Les enseignants grévistes béninois forcés de choisir entre grève et chômage

Alors que la grève des enseignants se poursuit au Bénin, le Président Boni Yayi a décidé de radier tous les contractuels et vacataires qu’il avait récemment reversés dans la fonction publique. Les concernés doivent désormais choisir entre tenir tête au Président et perdre leur emploi ou briser la grève.

(De notre correspondant)

Ils sont quinze mille enseignants de maternelle, primaire et secondaire, auparavant vacataires ou contractuels dans des écoles publiques, à avoir bénéficié de cette mesure.
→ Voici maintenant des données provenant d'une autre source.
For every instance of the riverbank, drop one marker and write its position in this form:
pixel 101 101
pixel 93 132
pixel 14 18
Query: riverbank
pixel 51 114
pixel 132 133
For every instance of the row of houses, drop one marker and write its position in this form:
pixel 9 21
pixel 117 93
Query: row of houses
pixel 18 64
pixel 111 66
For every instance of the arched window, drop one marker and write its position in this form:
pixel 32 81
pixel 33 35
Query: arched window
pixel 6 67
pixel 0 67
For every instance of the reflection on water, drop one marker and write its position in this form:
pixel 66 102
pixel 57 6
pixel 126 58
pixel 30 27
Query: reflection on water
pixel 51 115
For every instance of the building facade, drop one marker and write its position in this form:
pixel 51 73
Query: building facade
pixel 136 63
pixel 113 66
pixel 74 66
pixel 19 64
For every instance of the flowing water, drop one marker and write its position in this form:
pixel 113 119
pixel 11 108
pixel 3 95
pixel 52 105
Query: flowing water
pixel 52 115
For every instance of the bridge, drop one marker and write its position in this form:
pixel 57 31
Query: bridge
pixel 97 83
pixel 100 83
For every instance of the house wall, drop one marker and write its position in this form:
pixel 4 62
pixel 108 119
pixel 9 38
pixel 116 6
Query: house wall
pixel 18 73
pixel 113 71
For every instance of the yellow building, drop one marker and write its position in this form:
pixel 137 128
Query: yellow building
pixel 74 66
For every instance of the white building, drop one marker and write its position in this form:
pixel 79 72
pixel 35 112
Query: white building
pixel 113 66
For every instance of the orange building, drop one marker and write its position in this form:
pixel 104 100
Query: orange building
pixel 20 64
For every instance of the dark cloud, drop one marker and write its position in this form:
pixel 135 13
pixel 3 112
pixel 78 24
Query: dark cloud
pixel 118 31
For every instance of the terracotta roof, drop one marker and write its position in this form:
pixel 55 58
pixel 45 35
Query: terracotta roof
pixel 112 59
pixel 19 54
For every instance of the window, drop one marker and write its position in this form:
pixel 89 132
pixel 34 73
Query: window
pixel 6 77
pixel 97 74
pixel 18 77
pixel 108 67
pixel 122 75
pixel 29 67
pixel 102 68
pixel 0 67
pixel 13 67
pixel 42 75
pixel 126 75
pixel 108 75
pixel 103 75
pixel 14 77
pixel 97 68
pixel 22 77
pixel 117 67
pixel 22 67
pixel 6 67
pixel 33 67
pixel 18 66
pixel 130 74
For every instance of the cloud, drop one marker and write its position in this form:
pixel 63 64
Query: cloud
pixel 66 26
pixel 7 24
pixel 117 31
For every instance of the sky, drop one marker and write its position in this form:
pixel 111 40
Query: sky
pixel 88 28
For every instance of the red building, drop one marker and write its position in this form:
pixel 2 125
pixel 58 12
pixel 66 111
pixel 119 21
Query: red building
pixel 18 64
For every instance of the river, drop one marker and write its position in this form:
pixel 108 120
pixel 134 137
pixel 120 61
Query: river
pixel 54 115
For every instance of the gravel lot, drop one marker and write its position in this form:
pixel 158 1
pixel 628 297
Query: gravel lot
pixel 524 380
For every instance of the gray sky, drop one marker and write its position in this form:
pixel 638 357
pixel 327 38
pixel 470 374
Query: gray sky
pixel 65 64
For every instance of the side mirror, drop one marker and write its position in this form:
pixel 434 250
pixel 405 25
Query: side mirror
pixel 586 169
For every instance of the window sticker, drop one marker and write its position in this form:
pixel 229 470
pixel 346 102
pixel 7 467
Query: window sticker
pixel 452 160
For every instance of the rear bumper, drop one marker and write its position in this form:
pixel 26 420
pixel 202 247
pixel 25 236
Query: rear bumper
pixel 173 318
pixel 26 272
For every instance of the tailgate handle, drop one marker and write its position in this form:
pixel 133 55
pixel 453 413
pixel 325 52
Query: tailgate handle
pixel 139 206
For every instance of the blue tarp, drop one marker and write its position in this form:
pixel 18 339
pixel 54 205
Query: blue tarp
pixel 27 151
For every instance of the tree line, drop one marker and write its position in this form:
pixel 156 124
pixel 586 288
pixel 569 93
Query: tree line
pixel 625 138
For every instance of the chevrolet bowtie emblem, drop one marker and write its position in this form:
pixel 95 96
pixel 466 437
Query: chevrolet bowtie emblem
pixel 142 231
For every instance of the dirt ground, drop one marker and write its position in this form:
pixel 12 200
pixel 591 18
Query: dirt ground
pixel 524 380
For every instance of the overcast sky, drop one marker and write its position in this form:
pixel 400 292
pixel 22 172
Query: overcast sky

Dès son arrivée au pouvoir, le Président béninois Boni Yayi les avait reversés dans la fonction publique pour améliorer leur situation et celle de l’école. Aujourd’hui, en pleine crise sociale qui pourrait conduire à une année scolaire blanche, le Président de la République rappelle à cette catégorie d’enseignants qu’il peut encore abroger le décret qui les intègre à la fonction publique. Cette menace est proférée dans le cadre d’un long conflit social causé par la revendication des enseignants d’une hausse de leurs salaires, alignée sur celle accordée aux autres fonctionnaires d’État.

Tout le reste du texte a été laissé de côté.